Let $A$ be an alphabet of size $|A|:=q\in\Bbb Z^+$ and let $n,d\in \Bbb Z^+$ be positive integers. We denote by $A_q(n,d)$ the largest value of $M$ such that a $q$-ary $(n,M,d)$-code $C\subseteq A^n$ exists. That is, $$A_q(n,d):=\max\{M\in \Bbb N: \exists\ (n,M,d)\text{-code } C\subseteq A^n \text{ over } A \} \in \Bbb N.$$
I am struggling to understand something which seems to be very easy. Take $q\geq 2$. We want to show that $$A_q(n,1)=q^n.$$ We are searching for the maximum $M$ such that a $q$-ary $(n,M,1)$-code $C$ exists.
We take our code to be $C:=A^n$, that is the set of all words of length $n\in \Bbb Z^+$. So $M=|C|=q^n$.

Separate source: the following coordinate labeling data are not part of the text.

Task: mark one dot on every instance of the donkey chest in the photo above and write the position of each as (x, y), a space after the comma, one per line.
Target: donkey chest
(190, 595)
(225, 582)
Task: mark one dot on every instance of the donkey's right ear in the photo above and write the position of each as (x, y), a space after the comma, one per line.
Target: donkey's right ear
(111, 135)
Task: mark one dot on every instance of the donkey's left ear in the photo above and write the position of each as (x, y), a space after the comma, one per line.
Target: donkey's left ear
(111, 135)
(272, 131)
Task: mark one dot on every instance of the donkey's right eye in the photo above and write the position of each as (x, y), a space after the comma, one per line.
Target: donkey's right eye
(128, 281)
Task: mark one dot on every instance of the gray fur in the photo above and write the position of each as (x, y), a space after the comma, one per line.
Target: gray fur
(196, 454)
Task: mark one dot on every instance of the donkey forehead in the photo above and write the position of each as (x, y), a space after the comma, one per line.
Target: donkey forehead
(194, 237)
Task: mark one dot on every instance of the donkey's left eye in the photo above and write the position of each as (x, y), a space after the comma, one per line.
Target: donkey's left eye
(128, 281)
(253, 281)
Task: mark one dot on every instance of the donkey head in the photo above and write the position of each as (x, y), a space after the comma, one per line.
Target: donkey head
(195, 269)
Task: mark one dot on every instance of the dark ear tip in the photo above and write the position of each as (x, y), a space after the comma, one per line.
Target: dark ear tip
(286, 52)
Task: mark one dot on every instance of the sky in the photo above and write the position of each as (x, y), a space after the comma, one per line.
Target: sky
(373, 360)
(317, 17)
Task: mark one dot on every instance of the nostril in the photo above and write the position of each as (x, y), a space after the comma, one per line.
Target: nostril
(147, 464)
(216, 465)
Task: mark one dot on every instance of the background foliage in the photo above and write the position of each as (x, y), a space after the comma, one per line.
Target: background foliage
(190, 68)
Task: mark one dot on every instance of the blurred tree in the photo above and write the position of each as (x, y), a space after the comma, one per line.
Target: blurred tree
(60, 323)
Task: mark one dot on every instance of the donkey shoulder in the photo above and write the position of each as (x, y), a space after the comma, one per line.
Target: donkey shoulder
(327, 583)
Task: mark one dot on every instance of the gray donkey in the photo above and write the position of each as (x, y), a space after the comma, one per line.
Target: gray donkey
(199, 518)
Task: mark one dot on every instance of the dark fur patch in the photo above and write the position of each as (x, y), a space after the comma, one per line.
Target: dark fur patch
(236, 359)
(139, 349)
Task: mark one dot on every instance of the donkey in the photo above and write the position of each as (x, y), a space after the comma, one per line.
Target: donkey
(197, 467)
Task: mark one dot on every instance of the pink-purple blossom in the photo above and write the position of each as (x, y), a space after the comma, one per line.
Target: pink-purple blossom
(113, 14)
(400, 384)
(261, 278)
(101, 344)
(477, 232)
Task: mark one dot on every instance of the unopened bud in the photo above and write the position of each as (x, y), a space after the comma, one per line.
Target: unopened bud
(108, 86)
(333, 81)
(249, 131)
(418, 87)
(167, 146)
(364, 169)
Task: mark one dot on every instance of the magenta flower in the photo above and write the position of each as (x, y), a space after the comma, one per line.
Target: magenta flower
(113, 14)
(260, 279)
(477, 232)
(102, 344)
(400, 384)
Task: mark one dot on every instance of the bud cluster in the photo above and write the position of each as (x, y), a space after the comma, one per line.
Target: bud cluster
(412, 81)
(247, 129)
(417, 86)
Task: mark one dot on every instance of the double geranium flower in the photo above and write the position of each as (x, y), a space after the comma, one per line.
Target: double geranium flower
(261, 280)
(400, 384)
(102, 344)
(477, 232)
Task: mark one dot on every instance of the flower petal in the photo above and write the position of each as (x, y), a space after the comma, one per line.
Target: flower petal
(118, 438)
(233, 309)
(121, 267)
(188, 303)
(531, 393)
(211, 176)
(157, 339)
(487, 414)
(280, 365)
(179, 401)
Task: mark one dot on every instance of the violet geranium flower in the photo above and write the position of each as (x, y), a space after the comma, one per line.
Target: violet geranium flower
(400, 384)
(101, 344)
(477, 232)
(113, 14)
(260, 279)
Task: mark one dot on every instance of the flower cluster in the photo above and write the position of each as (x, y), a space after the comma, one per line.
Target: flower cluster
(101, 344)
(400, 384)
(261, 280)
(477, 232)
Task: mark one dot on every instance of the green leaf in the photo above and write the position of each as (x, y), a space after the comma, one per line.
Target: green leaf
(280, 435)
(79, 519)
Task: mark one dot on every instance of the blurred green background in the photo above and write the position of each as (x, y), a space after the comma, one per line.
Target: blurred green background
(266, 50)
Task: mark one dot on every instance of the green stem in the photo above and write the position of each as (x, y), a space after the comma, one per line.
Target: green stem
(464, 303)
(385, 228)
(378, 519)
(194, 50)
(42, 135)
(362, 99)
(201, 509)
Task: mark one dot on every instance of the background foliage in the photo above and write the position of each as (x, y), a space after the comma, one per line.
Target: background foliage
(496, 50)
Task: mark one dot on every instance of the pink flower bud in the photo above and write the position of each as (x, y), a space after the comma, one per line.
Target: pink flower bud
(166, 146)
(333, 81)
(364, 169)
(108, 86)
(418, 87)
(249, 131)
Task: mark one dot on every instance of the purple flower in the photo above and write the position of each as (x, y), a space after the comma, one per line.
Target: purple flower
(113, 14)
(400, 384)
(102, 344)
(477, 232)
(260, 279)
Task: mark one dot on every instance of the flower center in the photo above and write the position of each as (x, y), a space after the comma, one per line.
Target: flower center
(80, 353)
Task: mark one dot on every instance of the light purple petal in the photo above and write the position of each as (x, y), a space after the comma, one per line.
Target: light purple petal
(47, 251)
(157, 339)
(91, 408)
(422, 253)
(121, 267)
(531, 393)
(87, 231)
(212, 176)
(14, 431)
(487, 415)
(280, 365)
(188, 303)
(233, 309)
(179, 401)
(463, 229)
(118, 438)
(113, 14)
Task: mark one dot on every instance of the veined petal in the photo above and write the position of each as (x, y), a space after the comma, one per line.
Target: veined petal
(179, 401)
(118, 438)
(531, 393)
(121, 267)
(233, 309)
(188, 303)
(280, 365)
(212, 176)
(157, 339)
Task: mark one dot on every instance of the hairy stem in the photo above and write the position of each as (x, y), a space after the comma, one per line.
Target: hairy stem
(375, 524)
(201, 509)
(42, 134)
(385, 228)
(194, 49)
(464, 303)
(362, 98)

Now we have to show that $\mathrm{d}(C)=1$. Hill's book says that since the codewords of $C$ are distinct, it is $\mathrm{d}(C)\geq 1$.
My question how do we conclude that $\mathrm{d}(C)=1$ and not $\mathrm{d}(C)>1$?
Sorry if the question is trivial, I am a little bit confused.
$d(C) = 1$ is actually trivial.
This means the minimal distance between codewords is $1$.
Your code is $C:= A^n$.
Since $|A|\geq 2$, there are at least different two codewords $c,c'$, and then $d(c,c') \geq 1$.
However, the minimum is trivially attained. Let $c\in C=A^n$ be any codeword. Change $c$ in one position and write the newly obtained word as $a \in A^n = C$. Then clearly $d(a,c) = 1$ and thus $d(a,c) \leq 1$.
Combining both inequalities, we get $d(C) = 1$.